Query Processing

Last updated Nov 8, 2022 Edit Source

# Query Processing

Given a query, we need to devise an algorithm to obtain the desired result

Select B, D From R, S Where R.A = “c” AND S.E = 2 AND R.C=S.C Some possible solutions:

Cartesian product -> Select tuple -> Project
Select tuple -> Natural join ->Project
Index to select R tuples -> Use S.C index to select found R.C values -> Remove S.E != 2 -> Join matching

Notations:

R: a relation/table
T(R): number of tuples in R
B(R): number of blocks needed to hold tuples of R
V(R, a): number of distinct values of attribute a in R Assumptions for analysis:

Main memory is organized as input buffers (for holding data for computations) and output buffers (for storing results) each being the size of 1 block.
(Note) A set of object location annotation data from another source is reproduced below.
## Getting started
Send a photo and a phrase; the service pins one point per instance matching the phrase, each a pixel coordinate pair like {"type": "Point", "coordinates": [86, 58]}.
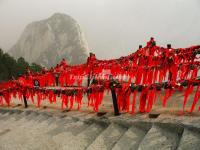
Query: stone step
{"type": "Point", "coordinates": [108, 138]}
{"type": "Point", "coordinates": [161, 137]}
{"type": "Point", "coordinates": [64, 135]}
{"type": "Point", "coordinates": [86, 137]}
{"type": "Point", "coordinates": [190, 140]}
{"type": "Point", "coordinates": [132, 137]}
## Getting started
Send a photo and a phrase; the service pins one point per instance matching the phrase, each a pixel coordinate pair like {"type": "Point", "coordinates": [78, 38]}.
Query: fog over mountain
{"type": "Point", "coordinates": [112, 27]}
{"type": "Point", "coordinates": [48, 41]}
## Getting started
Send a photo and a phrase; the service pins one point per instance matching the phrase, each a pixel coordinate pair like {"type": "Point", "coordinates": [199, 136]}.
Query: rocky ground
{"type": "Point", "coordinates": [50, 128]}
Let M represent the number of input buffers available.
Relation R is clustered if its tuples are packed into as few blocks as possible. If T(R) = 1,000 and each block can hold 1000 tuples, B(R) = 100
- We assume R is clustered. If not clustered, it may take T(R) disk I/Os rather than B(R) to read all the tuples
Ignore the final I/O cost for writing result in output buffer back to disk. Irrelevant to our calculations.